I leave the gym feeling refreshed and decide I should stop at the grocery store for some last minute ingredients. I am hesitant to enter the store because I am wearing yoga pants and a shirt -- why are these my initial thoughts? I proceed inside the store and immediately a man hits on me as if I’m a piece of meat. I question myself once again -- why is it OK for him to talk to me like this? Is it my fault?
No, I do not like being disrespected when my body is completely covered. No, I do not enjoy being hesitant about walking into a grocery store to merely get disrespected by a man. No, I do not like feel to self-conscious when men catcall me during a morning run. No, I do not like being hit on so aggressively. What makes this behavior OK?
Many people say that the reason men treat women that way is because of the way she dresses. Let me preface this by saying I by no means have an extremely appealing body. I am curvy -- not slim, and don’t have abs. (I am not body shaming, I am just stating the facts.) Therefore, I try to dress appropriately with clothing that covers my body and seems modest. So, is it not OK to wear yoga pants?
However, lately it seems as though this type of attire attracts and makes it OK for men to treat me like a piece of meat because, apparently, any clothing makes it OK for people to look at you as if you are not a valid human.
Am I wrong to think that I can wear leggings without getting disrespected by a man in public? When does it stop? Part of me feels absolutely disgusted because, the fact, I am fully covered and yet still receive inappropriate comments is sad. We now live in a culture that accepts this type of behavior and finds it OK to objectify bodies.
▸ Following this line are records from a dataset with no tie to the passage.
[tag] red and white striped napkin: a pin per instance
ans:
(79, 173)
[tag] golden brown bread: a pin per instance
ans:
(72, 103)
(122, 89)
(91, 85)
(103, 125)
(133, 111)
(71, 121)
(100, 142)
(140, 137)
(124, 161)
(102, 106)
When does it end? When will our culture learn the importance of respecting people? No, it shouldn’t be my job to wear clothing that fits me like a trash bag so it may cover every surface of my body. But why can’t I feel comfortable walking around in public? Why does a person have to think about whether or not he/she will be stared at, cat called,or uncomfortable in public? I am not insinuating that all people are disrespectful, because all of the people in my life treat me with upmost respect. However, a big population of people out there do not know the value of respect, and I wish I could see that come to fruition so I could live in my own skin without feeling uncomfortable.